After you have received treatment for cervical dysplasia, it is important that you have regular follow up to ensure that the abnormality has completely resolved and that the HPV has been cleared by your immune system.  During treatment, we aim to remove all the abnormal cells.  However, the treatment cannot actually get rid of the HPV virus. As your body heals after the procedure, hopefully your immune system will be get in and find the virus and get rid of it.  It is recommended that you be followed up for 2 years after treatment, during which time you will have repeat colposcopies and pap smears as well as DNA tests to see if the virus is still present.  Once you have had two normal pap smears and two negative DNA tests, 12 months apart, you can then return to having a pap smear every two years.

HPV vaccination

A vaccination against HPV – Gardasil – has been available since 2007.  Currently it offered to all year 8 students (the idea being that it would be good to vaccinate young people before they become sexually active).  The vaccination protects against four common strains of the virus, two of which are known to cause cervical cancer and two of which cause genital warts. Three doses of the vaccine are required, over a six month period. Hopefully, this will mean many fewer abnormal pap smears and cases of cervical cancer in the future.  Most of my patients are too old to participate in the government funded year 8 immunisation programme.  It is possible to get the vaccine through your GP and I recommend this, particularly for women in their twenties who have not previously been vaccinated.  It is likely that older women have already been exposed to the virus so vaccination may not be as useful for them.  Its not necessary to have the vaccination if you are coming to see me with an abnormal pap smear – we already known that have been exposed to the virus (that’s what made the pap smear abnormal in the first place) and hopefully, over the course of observation or treatment, your immune system will clear the virus and you will become immune as a result.

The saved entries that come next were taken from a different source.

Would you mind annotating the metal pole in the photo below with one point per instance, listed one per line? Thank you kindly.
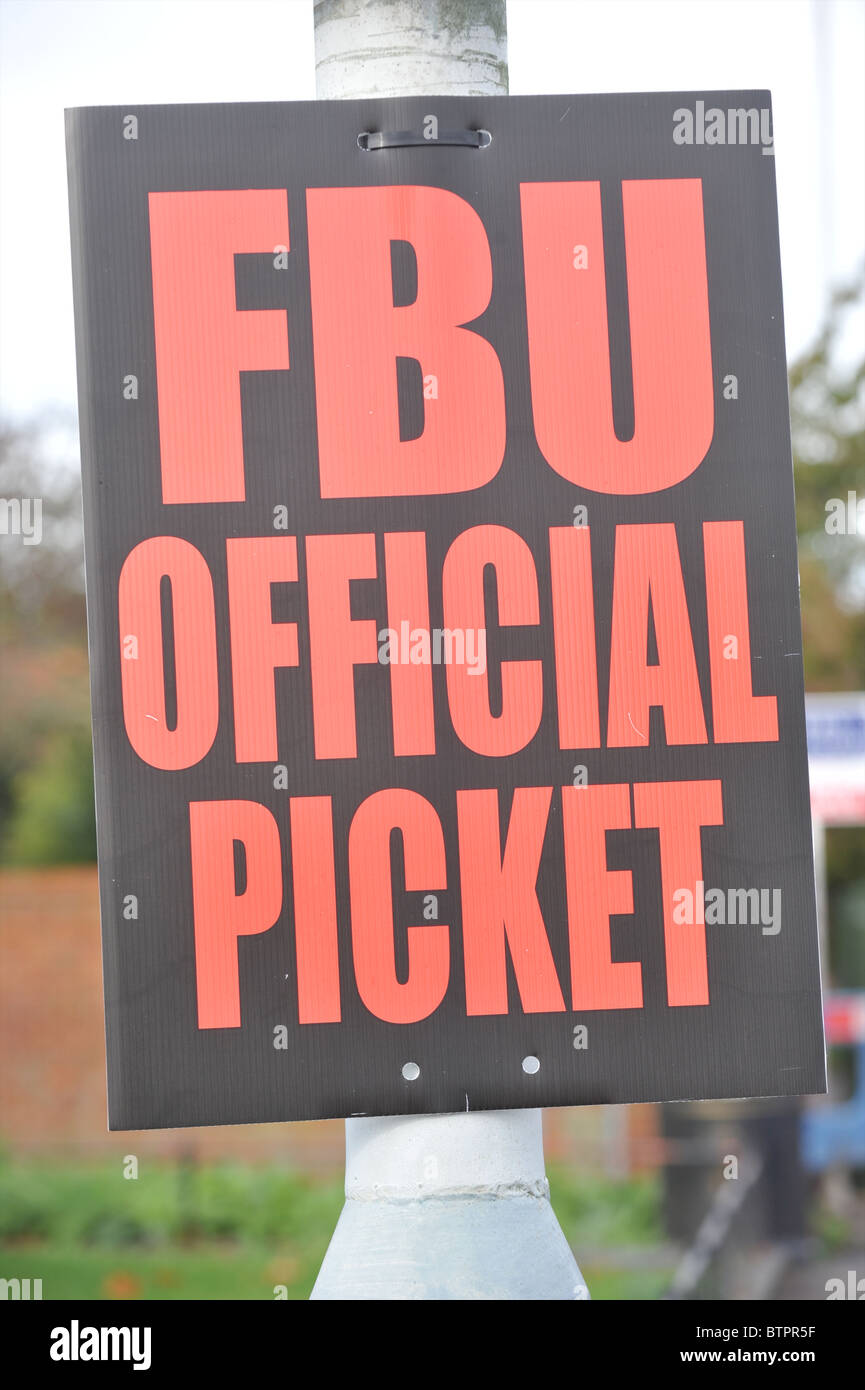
(448, 1207)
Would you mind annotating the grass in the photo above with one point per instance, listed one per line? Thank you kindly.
(230, 1230)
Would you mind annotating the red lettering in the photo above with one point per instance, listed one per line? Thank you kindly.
(679, 811)
(257, 644)
(221, 913)
(594, 895)
(647, 566)
(737, 715)
(669, 332)
(316, 933)
(337, 642)
(495, 736)
(359, 334)
(573, 626)
(202, 341)
(501, 905)
(195, 652)
(383, 993)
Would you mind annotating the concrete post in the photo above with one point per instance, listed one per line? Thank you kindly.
(451, 1207)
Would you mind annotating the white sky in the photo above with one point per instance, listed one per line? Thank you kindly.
(57, 53)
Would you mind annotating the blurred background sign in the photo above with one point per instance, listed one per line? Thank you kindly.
(836, 756)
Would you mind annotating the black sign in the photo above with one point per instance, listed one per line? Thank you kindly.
(444, 609)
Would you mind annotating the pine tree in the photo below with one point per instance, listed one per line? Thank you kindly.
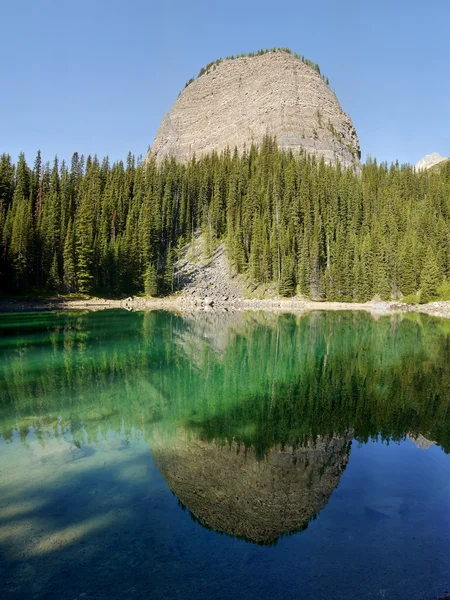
(430, 278)
(151, 281)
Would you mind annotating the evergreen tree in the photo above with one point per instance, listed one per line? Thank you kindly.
(430, 278)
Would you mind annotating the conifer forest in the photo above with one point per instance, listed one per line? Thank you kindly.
(287, 219)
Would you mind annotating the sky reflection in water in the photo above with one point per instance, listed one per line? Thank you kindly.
(317, 446)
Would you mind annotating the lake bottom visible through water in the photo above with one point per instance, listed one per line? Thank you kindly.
(225, 456)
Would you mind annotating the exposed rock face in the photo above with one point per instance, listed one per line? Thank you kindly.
(429, 161)
(241, 100)
(227, 489)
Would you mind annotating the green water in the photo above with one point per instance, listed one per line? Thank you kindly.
(224, 455)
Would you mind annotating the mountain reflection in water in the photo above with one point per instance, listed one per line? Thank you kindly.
(250, 420)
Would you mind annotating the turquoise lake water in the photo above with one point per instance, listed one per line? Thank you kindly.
(224, 455)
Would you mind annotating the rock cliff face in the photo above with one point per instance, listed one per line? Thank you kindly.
(429, 161)
(241, 100)
(227, 489)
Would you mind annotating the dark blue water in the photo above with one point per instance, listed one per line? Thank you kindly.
(226, 456)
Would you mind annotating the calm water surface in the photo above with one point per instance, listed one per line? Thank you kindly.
(148, 455)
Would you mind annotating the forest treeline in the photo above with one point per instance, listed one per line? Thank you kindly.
(212, 65)
(325, 232)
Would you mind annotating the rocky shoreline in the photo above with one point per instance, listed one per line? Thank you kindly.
(185, 303)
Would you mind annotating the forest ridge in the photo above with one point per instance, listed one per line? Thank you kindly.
(313, 229)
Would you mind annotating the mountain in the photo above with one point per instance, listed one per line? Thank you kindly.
(236, 102)
(430, 160)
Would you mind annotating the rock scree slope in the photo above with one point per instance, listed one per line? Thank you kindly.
(239, 101)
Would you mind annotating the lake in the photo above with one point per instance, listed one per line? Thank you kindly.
(224, 455)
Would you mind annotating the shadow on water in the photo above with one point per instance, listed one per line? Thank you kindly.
(250, 420)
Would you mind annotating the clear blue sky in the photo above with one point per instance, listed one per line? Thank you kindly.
(97, 76)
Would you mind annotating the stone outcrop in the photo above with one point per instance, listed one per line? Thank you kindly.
(241, 100)
(228, 489)
(429, 161)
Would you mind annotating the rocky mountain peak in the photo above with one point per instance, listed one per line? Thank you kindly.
(238, 101)
(429, 161)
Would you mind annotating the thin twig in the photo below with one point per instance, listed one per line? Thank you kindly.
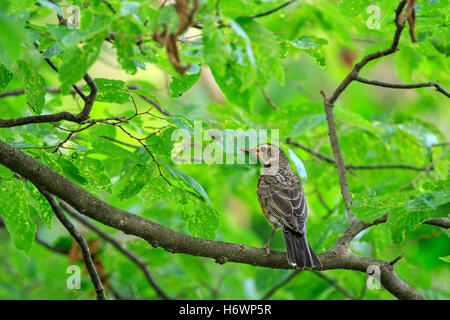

Its important to remember that you still need to have pap smears even if you have been vaccinated.  This is because there are lots of different strains of the HPV virus.  The vaccine protects against four of the most common strains but you may still come into contact with one of the less common strains.

Abnormal pap smears and pregnancy

Occasionally, an abnormal pap smear will occur during pregnancy.  If you are pregnant and your pap smear is due, please let me know so that I can advise you on the best time to have it done.  It is quite safe to have a pap smear during pregnancy. 

If your pap smear shows a low grade abnormality during pregnancy, it is usually fine to wait until after delivery to investigate it further.  If a high grade abnormality is found, particularly if it is found early in the pregnancy, it is usually a good idea to have a colposcopy straight away.  We don’t generally treat cervical dysplasia during pregnancy, although this can be done safely if necessary.  Because the abnormalities progress slowly, it is usually fine to wait until after delivery to think about treatment.  If you were planning to have treatment and found yourself pregnant before the procedure it’s fine, in most cases, to defer the procedure until after delivery.  However, it is important that we keep an eye on the abnormality to make sure that it doesn’t progress during the pregnancy.  It is completely safe to have a colposcopy during pregnancy.